昨日の「悩みのるつぼ」、相談者の悩みはセクハラを受けているのにそれを傍観者的に見ている自分をどう考えたらいいのかというものだった。上野千鶴子さんの回答はいつもながら切れ味鋭いものだったが相談者に寄り添う姿勢がみえて安堵した。(切れすぎる刀を振り回されて怖いというイメージがあったので)とりわけ「男というものが状況を自分に都合よく解釈する特技を持っていることは覚えておいてください」とのくだりには喝采した。
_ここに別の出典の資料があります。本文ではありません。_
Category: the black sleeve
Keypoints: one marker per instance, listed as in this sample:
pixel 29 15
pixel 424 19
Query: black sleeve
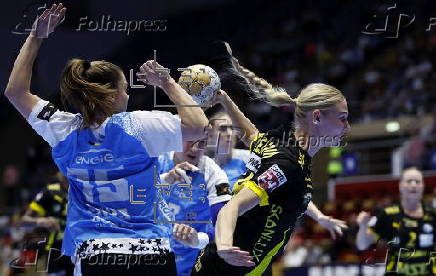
pixel 383 227
pixel 274 172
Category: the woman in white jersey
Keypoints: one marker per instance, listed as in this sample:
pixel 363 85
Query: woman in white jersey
pixel 108 155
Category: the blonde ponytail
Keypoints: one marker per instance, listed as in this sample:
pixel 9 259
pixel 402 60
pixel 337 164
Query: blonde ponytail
pixel 263 90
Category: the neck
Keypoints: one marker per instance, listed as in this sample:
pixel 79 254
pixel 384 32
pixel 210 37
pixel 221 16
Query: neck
pixel 303 140
pixel 411 206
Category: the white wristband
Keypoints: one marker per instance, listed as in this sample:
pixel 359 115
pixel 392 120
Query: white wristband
pixel 203 240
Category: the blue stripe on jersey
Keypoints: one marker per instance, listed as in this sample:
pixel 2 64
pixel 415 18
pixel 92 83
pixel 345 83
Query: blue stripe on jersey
pixel 112 192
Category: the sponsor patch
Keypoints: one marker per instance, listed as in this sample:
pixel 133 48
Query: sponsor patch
pixel 253 163
pixel 222 189
pixel 271 178
pixel 47 112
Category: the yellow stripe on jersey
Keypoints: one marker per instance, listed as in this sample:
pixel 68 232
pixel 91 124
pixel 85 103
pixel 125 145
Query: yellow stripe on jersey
pixel 258 270
pixel 258 191
pixel 37 208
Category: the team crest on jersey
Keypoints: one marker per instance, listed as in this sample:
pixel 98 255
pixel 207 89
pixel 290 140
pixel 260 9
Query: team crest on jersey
pixel 47 112
pixel 253 163
pixel 271 178
pixel 427 228
pixel 307 198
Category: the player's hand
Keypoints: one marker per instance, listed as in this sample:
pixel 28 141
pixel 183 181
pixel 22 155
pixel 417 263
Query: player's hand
pixel 334 226
pixel 152 73
pixel 185 234
pixel 48 21
pixel 363 219
pixel 178 174
pixel 50 223
pixel 235 256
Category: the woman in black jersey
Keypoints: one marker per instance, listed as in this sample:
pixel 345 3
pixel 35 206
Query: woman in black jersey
pixel 255 225
pixel 408 228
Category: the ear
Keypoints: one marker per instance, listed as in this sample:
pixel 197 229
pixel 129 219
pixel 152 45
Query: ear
pixel 316 114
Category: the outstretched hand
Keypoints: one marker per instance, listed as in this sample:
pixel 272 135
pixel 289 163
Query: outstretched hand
pixel 48 21
pixel 235 256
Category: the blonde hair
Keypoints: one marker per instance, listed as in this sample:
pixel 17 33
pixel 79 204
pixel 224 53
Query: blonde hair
pixel 313 96
pixel 91 88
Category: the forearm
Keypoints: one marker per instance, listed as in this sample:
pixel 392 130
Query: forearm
pixel 19 80
pixel 239 118
pixel 226 224
pixel 313 211
pixel 192 116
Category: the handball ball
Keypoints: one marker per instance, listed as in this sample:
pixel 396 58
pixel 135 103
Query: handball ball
pixel 201 82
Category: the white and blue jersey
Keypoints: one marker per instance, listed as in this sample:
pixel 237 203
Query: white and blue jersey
pixel 235 167
pixel 113 201
pixel 191 204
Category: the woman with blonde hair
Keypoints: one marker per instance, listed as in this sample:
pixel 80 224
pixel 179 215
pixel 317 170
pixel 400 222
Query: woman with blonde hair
pixel 108 155
pixel 255 225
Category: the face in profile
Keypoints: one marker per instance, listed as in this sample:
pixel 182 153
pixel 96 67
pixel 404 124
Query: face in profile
pixel 122 97
pixel 412 184
pixel 333 125
pixel 192 151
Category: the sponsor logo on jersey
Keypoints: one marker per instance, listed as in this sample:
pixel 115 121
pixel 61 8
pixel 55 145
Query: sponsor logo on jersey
pixel 94 157
pixel 222 189
pixel 47 112
pixel 271 178
pixel 427 228
pixel 253 163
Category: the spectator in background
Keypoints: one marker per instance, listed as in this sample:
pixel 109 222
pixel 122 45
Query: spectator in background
pixel 408 227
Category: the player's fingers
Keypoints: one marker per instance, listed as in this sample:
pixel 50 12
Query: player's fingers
pixel 338 230
pixel 332 234
pixel 58 8
pixel 340 223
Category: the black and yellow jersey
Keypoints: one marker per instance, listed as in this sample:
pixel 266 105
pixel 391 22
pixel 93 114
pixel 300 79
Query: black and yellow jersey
pixel 52 202
pixel 278 171
pixel 410 240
セクハラ、パワハラ、モラハラ等々、○○ハラスメントという言葉が一般化したのは比較的最近の気がする。そういう言葉がなかった時代、こうしたハラスメントはいわば公然と存在し、それに個人でたたかう非力さに泣き寝入りせざるをえないことも多かったのではないか。ある事象を指し示す言葉ができることでその問題が広く認知され被害者が声を上げやすくなるのはたしかだと思う。
いっぽうその名称が実態にそぐわないものがある。その代表格が「いじめ」だ。そのあたり田口ランディさんがブログで「言葉の呪術性」を鋭く看破していてまさに目からウロコだった。
セクハラやいじめには広大なグレーゾーンがありその曖昧さが隠れ蓑にもなっている。そのため声を上げるタイミングがつかみにくくなっている。相談者は上司のセクハラに立ち向かえるのか、上野さんの助言が力になってくれることを願うばかりだ。